Verkehrsaktion: In Weißensee eröffnet ein U-Bahnhof

Berlin setzt auf den Ausbau von Straßenbahnen. Kritiker halten Trams für ineffektiv. Sie fordern eine U-Bahn vom Alex zum Antonplatz.

Der neue Tunnel der U5 unter dem Schloss soll nicht das letzte Neubauprojekt bleiben.

Der neue Tunnel der U5 unter dem Schloss soll nicht das letzte Neubauprojekt bleiben.

Foto: Maurizio Gambarini

Am 16. November tritt etwas ein, wovon viele Anwohner in Weißensee seit Jahrzehnten träumen: Dann eröffnet, wenn auch nur symbolisch, ein neuer U-Bahnhof auf dem Antonplatz, der somit vom Alexanderplatz aus in nur zehn Minuten erreichbar wäre.

„Es ist die Visualisierung einer Verkehrsidee“, erklärt der CDU-Abgeordnete Dirk Stettner die Überraschungsaktion der Berliner Christdemokraten, die um 11 Uhr starten soll. Bei einer symbolischen Eröffnung der neuen U-Bahntrasse soll es nicht bleiben.

Den Bau des Streckenasts der U-Bahnlinie 5, der vor Jahrzehnten vom Senat verworfen wurde, will die CDU angesichts des massiven Bevölkerungswachstums in Weißensee, Blankenburg, Karow und Buch nun erneut einfordern. Was hier veranstaltet werde, sei kein Gag, betont Stettner.

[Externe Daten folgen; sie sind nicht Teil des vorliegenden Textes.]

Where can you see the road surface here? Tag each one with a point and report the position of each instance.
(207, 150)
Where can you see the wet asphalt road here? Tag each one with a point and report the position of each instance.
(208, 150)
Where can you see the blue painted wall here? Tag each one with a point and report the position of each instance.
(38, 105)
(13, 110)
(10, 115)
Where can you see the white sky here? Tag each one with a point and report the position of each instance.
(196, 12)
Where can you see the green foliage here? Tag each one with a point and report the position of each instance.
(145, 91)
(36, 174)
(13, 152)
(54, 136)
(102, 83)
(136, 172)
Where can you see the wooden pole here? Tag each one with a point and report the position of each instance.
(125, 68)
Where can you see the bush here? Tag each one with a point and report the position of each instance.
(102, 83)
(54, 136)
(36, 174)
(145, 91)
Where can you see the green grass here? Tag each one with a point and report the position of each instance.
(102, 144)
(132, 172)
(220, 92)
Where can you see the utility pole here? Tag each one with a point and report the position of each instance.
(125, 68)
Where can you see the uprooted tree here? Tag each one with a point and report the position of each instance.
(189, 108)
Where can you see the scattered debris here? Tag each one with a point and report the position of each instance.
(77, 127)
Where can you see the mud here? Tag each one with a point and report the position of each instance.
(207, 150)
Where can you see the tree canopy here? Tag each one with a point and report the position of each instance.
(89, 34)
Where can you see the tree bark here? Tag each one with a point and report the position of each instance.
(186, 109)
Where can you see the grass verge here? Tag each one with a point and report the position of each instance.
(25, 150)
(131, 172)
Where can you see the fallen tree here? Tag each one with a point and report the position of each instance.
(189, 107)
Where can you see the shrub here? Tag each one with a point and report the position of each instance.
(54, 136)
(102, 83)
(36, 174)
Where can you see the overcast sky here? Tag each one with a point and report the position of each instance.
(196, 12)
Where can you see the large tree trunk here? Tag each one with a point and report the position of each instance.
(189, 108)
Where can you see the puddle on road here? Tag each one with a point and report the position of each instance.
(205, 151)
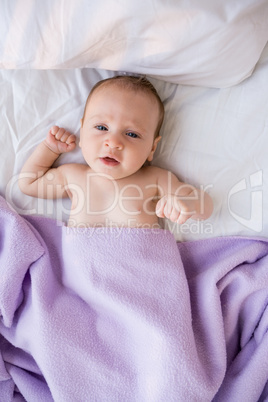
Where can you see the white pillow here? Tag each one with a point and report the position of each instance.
(205, 43)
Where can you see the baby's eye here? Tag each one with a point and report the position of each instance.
(101, 128)
(132, 135)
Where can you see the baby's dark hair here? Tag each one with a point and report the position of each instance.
(134, 83)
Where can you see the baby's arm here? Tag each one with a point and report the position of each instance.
(37, 178)
(180, 201)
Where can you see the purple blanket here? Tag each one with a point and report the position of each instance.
(129, 315)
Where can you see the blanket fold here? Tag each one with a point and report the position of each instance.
(112, 314)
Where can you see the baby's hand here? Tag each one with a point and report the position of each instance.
(177, 209)
(59, 140)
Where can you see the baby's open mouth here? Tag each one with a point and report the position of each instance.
(107, 160)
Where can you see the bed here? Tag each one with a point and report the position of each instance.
(178, 314)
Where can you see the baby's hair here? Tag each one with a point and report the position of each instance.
(134, 83)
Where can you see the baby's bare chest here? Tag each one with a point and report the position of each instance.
(118, 201)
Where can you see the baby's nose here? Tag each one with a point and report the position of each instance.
(114, 142)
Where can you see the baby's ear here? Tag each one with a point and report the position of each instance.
(151, 154)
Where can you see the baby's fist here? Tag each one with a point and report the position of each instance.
(59, 140)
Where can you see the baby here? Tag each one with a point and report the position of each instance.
(116, 187)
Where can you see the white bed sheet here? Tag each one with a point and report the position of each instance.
(216, 138)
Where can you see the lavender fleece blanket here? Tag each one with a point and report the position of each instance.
(129, 315)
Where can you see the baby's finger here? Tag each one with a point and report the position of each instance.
(60, 133)
(71, 139)
(174, 216)
(183, 217)
(53, 130)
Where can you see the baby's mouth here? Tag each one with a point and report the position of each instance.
(107, 160)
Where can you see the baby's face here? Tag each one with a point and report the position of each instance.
(117, 135)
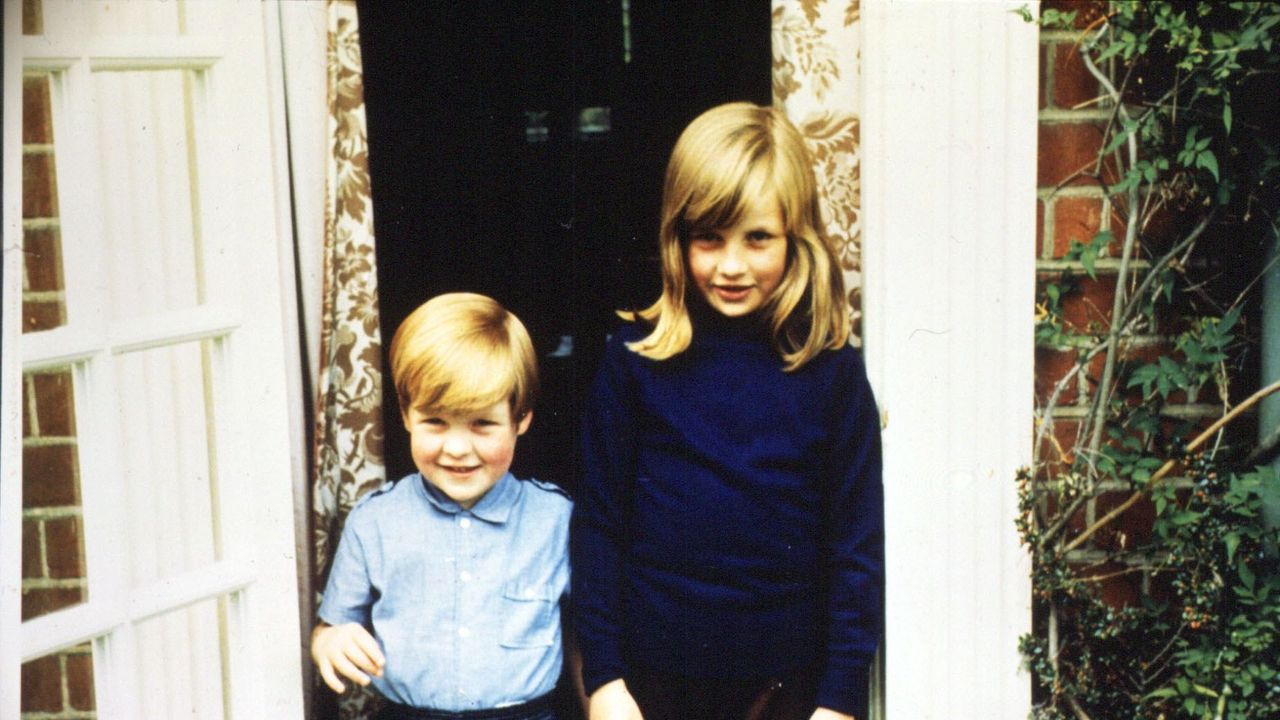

U-Bahnhof Antonplatz: Anwohner können sich informieren

Bei der Aktion auf dem Antonplatz können sich Passanten über die Verkehrskonzepte der Partei für den Bezirk Pankow informieren. Gemeinsam mit 17 Initiativen und Vereinen hat die CDU eine Vision 2030 entworfen, die den Ausbau der Linie U2 bis Karow und einer so genannten U10 über Weißensee bis nach Buch vorsieht. Angedacht sind dort auch zwei Mobilitätshubs mit Park and Ride-Anlagen und Querverbindungen mit Straßenbahnen und Bussen.

Dass Weißensee mit seinen Gründerzeitquartieren bislang nur mit der Tram an das Berliner Schienennetz angeschlossen ist, hält Dirk Stettner für ein Manko. Gerade der Antonplatz sei ein wichtiger strategischer Ort zur Anbindung mit der U-Bahn. „An diesem stark frequentierten Knoten Züge in dichtem Takt fahren zu lassen, wäre ein glorreicher Plan“.